Your Business North Star / by Alexander Lyadov

Many founders experience a moment of disorientation:

  • Employees add to problems instead of solving them,

  • Revenue is up, but profit remains elusive,

  • Hiring someone to fix it all is tempting,

  • Day-to-day grind consumes all attention,

  • Passion and strategic projects take a backseat,

  • The founder feels the drift, and so on.

In those situations, I often share a metaphor with clients. Take jiu-jitsu, for example, with its empirical wisdom. Imagine you're tangled in the chaos of a match, feeling lost. What to do? Straighten up and look up. Immediately, a reliable axis emerges.

In business, customer orientation serves as that axis. Remember how it all began. It was just you and your first customer. You were hungry, energetic, ready to solve their problem – not the one they described, but the real one.

As you succeeded, the customer returned, praised you, and recommended you to others. Meanwhile, you sought tools to make your value skyrocket in their eyes. Thus came the team, contractors, procedures, and systems.

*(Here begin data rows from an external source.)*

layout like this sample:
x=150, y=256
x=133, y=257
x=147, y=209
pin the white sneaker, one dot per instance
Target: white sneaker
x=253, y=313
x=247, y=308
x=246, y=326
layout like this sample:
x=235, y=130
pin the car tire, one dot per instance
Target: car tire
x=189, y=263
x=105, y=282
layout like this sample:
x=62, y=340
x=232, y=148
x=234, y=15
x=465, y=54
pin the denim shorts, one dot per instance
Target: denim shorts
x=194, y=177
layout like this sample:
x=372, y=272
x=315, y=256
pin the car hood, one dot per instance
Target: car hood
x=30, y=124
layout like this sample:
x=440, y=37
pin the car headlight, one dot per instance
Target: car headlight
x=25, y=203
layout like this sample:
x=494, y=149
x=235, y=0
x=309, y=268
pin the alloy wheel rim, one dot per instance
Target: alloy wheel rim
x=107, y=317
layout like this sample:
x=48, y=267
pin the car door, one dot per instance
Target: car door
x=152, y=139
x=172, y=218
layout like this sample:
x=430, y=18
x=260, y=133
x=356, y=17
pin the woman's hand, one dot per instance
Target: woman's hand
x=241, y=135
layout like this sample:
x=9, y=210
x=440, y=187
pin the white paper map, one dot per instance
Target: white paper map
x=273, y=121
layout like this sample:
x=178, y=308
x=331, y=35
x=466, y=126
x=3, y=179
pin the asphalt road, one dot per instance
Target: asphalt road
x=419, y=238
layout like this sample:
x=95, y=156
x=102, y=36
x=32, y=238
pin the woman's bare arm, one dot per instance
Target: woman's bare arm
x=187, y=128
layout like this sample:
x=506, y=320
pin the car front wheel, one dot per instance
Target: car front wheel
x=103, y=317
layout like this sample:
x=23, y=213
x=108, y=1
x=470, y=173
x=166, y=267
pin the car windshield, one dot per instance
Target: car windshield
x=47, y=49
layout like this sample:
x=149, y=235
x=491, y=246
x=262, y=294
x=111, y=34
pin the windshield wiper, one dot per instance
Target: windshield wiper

Everything seemed fine, but at some point, the company forgot why it existed. Every product, department, or employee acted like the center of the universe. The business stopped being for the customers; it started closing in on itself. A closed system collapses, and people lose their minds. No wonder the founder feels bad at that moment.

What's the way out?

Face the customers—your business will improve on its own.